Le 17 février 2017, le secrétaire d'État à l'Industrie Christophe Sirugue et le PDG d'Alstom Henri Poupart-Lafarge ont réuni, pour la deuxième fois, le comité de suivi national, associant l’État, la direction et les organisations syndicales du groupe Alstom ainsi que les élus du territoire de Belfort et de la région Bourgogne-Franche-Comté.

Cap sur l'activité de maintenance
 
Ce point d'avancement des engagements pris par le gouvernement et Alstom pour le maintien des activités ferroviaires et industrielles sur le site de Belfort, a permis de faire plusieurs annonces. Ainsi, Akiem, filiale du groupe SNCF et de Deutsch Asset Management, prévoit de confier la maintenance patrimoniale de 23 locomotives au site de Belfort. Ce choix conforte l’engagement de faire du site belfortain le centre européen de référence de la maintenance de locomotives du groupe Alstom. La décision sera formalisée par Akiem avant le 15 mars.


La diversification du site de Belfort, en particulier avec les activités de services et de maintenance, se poursuit : depuis octobre 2016, Alstom a engagé un million d’euros dans l’aménagement d’un nouveau bâtiment industriel destiné à la maintenance.
 
Parallèlement, SNCF Réseau confirme la commande 20 locomotives de secours annoncée dans le plan de sauvetage de Belfort en octobre 2016. Les modalités d’acquisition seront arrêtées dans les prochaines semaines, précise le communiqué du ministère de l'Économie. Christophe Sirugue a fait état de "questionnements sur le montage qui doit être opéré". Il y a des "difficultés juridiques", "tout concourt à penser qu'il faudra passer par un appel d'offres", selon Claude Mandart (CFE-CGC).

En outre, l’État va continuer à accompagner Alstom pour le développement des locomotives bimodes, à la fois à travers le soutien de l’Ademe décidé à l’automne dernier à hauteur de quatre millions d’euros pour le développement de cette nouvelle plate-forme, ainsi qu’à l’export pour les marchés sur lesquels l’entreprise pourra se positionner. Alstom s'est engagé, en octobre 2016, à investir 40 millions d'euros sur son site franc-comtois, dont 30 millions pour développer et produire un nouveau modèle de locomotive de manoeuvre hybride électrique.

Discussion toujours en cours sur les TGV Paris-Milan
 
Au cours de ce comité de suivi national, SNCF Mobilités a confirmé qu’elle fera l’acquisition de 15 rames TGV Euroduplex pour moderniser son parc de matériel roulant.
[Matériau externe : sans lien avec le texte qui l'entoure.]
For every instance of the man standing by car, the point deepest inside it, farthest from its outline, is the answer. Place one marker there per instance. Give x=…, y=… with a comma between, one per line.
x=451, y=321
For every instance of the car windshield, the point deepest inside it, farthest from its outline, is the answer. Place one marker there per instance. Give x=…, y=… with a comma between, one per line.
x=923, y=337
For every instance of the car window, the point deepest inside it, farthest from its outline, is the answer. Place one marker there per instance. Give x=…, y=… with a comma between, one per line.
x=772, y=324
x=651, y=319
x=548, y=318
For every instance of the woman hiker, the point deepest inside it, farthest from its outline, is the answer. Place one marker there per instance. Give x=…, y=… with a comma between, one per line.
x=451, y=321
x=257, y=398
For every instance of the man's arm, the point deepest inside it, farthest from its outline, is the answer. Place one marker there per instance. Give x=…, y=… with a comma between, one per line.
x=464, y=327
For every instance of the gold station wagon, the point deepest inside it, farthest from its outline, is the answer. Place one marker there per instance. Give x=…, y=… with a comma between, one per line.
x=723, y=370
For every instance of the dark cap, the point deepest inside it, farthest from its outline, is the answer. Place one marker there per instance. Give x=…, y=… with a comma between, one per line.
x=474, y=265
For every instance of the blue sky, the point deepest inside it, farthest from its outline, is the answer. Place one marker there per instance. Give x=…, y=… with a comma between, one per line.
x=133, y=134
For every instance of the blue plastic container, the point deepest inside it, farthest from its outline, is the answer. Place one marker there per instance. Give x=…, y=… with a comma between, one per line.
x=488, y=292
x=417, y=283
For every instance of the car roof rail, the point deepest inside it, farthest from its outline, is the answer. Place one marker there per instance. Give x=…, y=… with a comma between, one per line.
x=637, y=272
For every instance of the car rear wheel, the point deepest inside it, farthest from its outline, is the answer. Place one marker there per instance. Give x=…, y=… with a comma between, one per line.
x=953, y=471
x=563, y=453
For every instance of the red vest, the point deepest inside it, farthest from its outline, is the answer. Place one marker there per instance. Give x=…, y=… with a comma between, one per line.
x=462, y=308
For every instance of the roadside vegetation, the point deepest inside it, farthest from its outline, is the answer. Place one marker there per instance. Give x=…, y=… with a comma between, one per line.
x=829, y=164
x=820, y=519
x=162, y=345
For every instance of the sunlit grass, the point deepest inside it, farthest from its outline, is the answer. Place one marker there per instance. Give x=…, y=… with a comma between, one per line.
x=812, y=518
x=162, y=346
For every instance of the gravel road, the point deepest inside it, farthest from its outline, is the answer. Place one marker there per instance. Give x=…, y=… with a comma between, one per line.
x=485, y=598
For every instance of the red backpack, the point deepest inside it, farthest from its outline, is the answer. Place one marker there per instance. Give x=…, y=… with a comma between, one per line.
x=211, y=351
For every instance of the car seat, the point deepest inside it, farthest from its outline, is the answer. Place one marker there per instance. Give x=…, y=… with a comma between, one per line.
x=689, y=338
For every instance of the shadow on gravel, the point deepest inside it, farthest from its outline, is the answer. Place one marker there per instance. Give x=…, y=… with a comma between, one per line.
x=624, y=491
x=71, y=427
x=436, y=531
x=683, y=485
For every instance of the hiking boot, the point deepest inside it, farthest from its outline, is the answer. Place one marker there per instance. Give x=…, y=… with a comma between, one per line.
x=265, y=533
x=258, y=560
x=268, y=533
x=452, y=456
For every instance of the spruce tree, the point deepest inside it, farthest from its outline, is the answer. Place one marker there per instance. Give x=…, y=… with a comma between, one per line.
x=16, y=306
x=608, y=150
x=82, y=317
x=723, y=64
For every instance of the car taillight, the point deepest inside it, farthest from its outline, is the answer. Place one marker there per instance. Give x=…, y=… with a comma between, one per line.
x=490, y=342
La décision d’acquisition sera prise lors du conseil d’administration prévu le 23 février.

En revanche, les discussions entre SNCF Mobilités et Alstom se poursuivent sur les rames destinées à la ligne Paris-Milan, en particulier, leurs caractéristiques, le plan d’affaires et leur financement.
Alstom vient de "geler" les études techniques, de source syndicale. Christophe Sirugue a évoqué des "considérations techniques en cours d'adaptation", expliquant que "la question est de savoir si ce sont six rames spécifiques, avec des particularités pour le TGV italien, ou six rames classiques".

Selon Olivier Kohler (CFDT), "il y a des discussions au niveau de la SNCF pour décider si les TGV doivent aller sur l'Italie ou le réseau français". Le dossier, qui représente six mois d'activité pour Belfort, va donc prendre plus de "temps", selon Claude Mandart (CFE-CFC). "Heureusement les TGV du futur, dont la commande pourrait être passée fin 2017, devraient nous permettre de faire la jonction" avec les TGV Paris-Bordeaux afin d'assurer une charge suffisante à l'usine de Belfort, estime-t-il.
 
Le comité local réunissant les élus locaux, les organisations syndicales, Alstom et les services de l’État en région sous l’autorité du Préfet du Territoire de Belfort, qui s'est tenu le 6 février 2017, avait déjà acté la signature d'une convention de financement en vue de
l'électrification de la voie d'essais de l'usine. Ces investissements concrétisent la décision d’Alstom de créer à Belfort un centre européen de maintenance des locomotives.

Enfin, le ministère de l'Économie en a profité pour préciser que la commande prévue de 30 trains d’équilibre du territoire (TET) destinée à l'usine de Reichshoffen sera notifiée avant le 10 mars 2017, dans la foulée de la signature de la convention TET entre l’État et la SNCF. Cette acquisition, qui représente un investissement de 500 millions d'euros, avait été décidée par le Comité voyageurs de SNCF Mobilités du 7 décembre 2016 et le financement voté au conseil d’administration AFITF du 31 janvier 2017.